Looks and Plays in space is composed of twenty-eight poems and divided into seven sections, unified, when we add "Accompaniment", unnumbered, at the end of the seventh section, entitled "Untitled".
As Romain Légaré underlines: “the book is supported, like a vital necessity, by an indestructible law, that of the unity of opposites”.
For a long time, the “I” of the different speakers (living things, objects and “others”) in this book has been confused with the more erased one of the poet himself.
The poems, however, are mystery enough.
On the original form of this poetry, François Hébert writes:
"'In a very stripped-down speech, the simplest on the surface, but with extremely varied registers, as long as you listen to it, Garneau inlaid a thousand and one surprises [...]: rhymes or assonances and unexpected references ('chaise', double phonetic and semantic contraction of a 'malaise' and a 'chose'), jarring syntax ('living and art'), phonetic gambols (of 'je' to 'jeu', from 'moi' to 'joie' via 'pas'), semantic breaks and leaps (from 'body' to 'soul', from 'self' to 'world'). [...] The verse is mostly odd. And irregular, whimsical even, [...] with its gaps, its variations, its arabesques. [...] Bizarrely laid out on the page (as a staircase, irregularly spaced), the verses abound in unforeseen rhymes, in clever alliterations, placed as if by chance [...]'"
Alain Grandbois sums it up: “Garneau's poetry [...] seems to me to provide the most perfect expression of the most astonishing freedom.
it unties the chains, escapes and rejoins total emancipation.
". Even if de Saint-Denys Garneau himself would have been disappointed with its reception, Regards et Jeux dans l'espace is today considered one of the most important books of Quebec poetry.

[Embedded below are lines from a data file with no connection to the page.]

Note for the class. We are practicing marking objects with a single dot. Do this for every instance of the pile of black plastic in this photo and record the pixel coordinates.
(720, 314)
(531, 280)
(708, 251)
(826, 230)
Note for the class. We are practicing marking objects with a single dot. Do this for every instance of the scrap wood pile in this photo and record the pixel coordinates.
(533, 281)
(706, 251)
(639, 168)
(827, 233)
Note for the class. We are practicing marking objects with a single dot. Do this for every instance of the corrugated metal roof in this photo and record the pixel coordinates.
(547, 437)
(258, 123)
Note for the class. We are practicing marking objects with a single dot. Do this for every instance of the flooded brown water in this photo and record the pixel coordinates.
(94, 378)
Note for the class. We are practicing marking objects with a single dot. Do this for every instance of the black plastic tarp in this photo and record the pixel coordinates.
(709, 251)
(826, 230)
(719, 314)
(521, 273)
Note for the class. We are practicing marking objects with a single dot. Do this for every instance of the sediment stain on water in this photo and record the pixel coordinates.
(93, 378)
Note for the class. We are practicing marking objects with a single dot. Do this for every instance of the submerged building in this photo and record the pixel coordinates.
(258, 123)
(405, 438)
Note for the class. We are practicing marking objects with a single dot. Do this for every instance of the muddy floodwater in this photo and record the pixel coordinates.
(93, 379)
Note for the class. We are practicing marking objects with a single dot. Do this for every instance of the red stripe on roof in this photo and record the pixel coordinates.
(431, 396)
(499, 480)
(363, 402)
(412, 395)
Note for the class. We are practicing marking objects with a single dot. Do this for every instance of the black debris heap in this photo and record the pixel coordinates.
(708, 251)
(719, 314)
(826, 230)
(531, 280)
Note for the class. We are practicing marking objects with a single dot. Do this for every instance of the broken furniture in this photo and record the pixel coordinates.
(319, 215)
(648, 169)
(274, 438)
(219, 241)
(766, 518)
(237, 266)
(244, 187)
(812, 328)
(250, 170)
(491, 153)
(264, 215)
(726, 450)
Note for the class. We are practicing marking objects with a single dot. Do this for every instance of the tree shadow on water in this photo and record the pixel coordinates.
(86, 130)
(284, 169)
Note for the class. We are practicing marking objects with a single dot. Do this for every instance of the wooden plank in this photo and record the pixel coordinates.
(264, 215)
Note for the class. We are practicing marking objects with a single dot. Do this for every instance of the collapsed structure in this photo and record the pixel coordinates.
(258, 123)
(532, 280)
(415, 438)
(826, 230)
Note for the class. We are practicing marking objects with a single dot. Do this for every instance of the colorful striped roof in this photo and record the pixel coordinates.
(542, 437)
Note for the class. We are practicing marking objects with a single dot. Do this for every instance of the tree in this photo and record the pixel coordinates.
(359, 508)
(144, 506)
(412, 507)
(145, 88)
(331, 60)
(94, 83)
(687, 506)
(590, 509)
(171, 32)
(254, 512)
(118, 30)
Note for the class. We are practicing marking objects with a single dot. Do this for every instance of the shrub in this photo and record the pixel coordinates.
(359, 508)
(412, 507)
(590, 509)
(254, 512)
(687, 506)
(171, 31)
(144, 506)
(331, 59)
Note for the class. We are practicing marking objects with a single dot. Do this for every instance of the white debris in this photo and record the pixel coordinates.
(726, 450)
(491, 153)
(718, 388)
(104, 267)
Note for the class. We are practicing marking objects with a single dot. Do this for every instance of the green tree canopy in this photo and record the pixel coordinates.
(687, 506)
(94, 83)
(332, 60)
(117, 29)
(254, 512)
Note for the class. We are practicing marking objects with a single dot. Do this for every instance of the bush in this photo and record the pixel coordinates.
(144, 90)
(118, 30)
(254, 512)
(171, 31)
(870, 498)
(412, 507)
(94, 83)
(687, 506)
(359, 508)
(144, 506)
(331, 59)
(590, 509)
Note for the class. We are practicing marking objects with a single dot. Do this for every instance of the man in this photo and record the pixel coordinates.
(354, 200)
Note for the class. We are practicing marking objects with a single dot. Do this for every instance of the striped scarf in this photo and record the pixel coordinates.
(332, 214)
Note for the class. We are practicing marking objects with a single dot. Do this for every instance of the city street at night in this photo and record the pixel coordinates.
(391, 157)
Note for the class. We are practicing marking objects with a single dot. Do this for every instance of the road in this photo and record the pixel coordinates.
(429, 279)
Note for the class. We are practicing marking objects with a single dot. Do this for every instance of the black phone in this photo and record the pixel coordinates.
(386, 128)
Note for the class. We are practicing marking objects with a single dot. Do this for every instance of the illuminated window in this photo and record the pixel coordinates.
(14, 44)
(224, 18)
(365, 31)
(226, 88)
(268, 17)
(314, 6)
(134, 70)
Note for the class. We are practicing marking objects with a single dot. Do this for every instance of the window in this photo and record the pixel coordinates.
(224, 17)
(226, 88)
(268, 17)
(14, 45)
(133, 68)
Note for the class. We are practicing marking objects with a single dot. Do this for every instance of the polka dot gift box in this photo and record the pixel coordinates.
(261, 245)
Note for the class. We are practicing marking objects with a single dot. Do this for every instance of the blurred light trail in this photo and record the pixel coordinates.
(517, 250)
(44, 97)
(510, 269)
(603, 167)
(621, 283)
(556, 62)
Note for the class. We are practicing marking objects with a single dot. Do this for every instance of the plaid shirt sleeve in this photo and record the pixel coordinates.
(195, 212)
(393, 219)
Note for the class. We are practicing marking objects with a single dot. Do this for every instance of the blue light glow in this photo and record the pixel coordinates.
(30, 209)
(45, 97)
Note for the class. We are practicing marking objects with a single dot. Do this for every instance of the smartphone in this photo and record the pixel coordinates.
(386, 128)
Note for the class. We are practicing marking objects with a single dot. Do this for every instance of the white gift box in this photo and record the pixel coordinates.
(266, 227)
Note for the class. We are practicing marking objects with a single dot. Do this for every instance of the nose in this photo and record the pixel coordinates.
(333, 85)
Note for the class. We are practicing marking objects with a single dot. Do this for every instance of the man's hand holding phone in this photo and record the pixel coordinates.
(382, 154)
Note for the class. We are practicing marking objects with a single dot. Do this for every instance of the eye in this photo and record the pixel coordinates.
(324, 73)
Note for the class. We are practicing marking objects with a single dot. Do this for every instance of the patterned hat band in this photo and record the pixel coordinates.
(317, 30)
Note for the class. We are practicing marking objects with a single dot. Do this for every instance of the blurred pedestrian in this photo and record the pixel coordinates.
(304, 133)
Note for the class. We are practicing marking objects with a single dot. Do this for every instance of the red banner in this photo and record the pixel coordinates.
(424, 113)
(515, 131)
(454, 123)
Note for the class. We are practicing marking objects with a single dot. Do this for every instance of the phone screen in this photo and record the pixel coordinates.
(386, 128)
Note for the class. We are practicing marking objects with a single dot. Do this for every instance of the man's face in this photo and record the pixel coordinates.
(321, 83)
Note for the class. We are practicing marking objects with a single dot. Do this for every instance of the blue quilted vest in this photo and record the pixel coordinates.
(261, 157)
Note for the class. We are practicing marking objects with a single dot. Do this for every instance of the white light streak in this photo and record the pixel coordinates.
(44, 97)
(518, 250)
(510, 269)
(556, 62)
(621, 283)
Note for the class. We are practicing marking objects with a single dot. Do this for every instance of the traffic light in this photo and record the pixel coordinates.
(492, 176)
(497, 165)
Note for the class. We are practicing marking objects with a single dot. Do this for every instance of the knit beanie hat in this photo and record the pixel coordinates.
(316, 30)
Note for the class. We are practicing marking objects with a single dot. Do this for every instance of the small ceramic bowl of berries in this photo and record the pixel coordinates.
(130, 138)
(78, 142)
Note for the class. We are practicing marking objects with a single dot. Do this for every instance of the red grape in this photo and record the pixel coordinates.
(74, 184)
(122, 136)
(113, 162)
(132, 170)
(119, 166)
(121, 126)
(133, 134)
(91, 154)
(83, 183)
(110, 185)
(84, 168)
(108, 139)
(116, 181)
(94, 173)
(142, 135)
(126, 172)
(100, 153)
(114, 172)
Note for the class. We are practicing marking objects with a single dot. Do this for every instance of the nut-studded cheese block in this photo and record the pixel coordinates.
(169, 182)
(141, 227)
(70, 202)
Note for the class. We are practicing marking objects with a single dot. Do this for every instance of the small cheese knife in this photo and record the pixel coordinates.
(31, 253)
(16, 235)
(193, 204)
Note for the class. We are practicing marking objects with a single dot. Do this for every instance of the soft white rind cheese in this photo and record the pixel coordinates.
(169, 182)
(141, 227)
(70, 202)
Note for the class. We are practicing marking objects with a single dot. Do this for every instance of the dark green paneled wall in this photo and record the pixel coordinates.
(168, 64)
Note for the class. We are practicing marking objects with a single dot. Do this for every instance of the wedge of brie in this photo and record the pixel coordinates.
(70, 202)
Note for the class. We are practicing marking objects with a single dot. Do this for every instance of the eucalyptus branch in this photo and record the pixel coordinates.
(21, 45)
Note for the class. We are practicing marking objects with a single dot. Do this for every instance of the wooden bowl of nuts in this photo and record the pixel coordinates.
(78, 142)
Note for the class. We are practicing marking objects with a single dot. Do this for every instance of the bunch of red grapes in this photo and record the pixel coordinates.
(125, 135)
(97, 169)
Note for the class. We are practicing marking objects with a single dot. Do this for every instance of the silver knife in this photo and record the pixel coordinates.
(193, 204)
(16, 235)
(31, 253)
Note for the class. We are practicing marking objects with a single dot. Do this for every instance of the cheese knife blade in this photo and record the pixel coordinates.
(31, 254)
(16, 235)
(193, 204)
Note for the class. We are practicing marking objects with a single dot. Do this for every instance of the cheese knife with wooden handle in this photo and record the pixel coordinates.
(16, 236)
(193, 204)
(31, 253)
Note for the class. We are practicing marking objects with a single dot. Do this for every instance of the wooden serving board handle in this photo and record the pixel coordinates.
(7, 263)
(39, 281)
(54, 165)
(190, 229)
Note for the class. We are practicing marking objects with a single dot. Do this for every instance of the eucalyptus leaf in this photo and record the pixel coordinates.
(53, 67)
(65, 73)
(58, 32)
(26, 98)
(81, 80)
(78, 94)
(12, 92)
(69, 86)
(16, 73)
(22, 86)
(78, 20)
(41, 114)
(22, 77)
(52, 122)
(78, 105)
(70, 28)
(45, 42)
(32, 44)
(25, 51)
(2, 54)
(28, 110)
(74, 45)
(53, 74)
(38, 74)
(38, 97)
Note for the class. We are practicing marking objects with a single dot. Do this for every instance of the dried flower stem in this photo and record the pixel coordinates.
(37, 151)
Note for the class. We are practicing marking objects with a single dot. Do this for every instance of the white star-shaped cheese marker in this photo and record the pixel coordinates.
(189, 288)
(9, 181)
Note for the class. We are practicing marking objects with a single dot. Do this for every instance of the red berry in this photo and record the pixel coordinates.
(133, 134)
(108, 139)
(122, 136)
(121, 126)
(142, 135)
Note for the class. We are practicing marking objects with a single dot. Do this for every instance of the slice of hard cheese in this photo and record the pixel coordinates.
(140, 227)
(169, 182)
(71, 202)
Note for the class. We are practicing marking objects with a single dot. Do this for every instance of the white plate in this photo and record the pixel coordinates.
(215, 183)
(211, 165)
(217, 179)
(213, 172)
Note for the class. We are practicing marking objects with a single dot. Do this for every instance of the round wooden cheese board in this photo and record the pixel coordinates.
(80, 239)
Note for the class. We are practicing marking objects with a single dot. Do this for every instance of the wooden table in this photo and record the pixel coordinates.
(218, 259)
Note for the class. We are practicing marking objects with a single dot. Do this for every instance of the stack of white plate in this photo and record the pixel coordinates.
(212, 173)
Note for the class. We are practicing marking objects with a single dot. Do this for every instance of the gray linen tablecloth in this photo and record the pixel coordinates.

The recent declassification of many unpublished letters by Garneau calls for a rereading of all of his correspondence, which can no longer simply be considered as a sideline to the work, as it links all the pieces of it.
The letters form the most massive part of his work (920 pages, "well packed").
Garneau likes to write long letters, until physical exhaustion.
He discusses his readings, compares such and such a composer, comments on an exhibition of paintings, tells an anecdote, paints a portrait, describes a landscape, etc: each time, he 'walks around what he is among what there is.
', reconstituting with precision “every moment of what he presents as a game in which he is both the witness and the actor”.
His story unfolds “before our eyes like a comic strip using simple lines, barely sketches.
[...] he died in 1943 of a heart attack, after canoeing alone."
Garneau first achieved some notice as a poet as a boy of 13, when his poem "Le dinosaure" took first prize in a province-wide essay competition.
Two years later, he was awarded a prize by the Canadian Authors' Association for his poem "L'automne".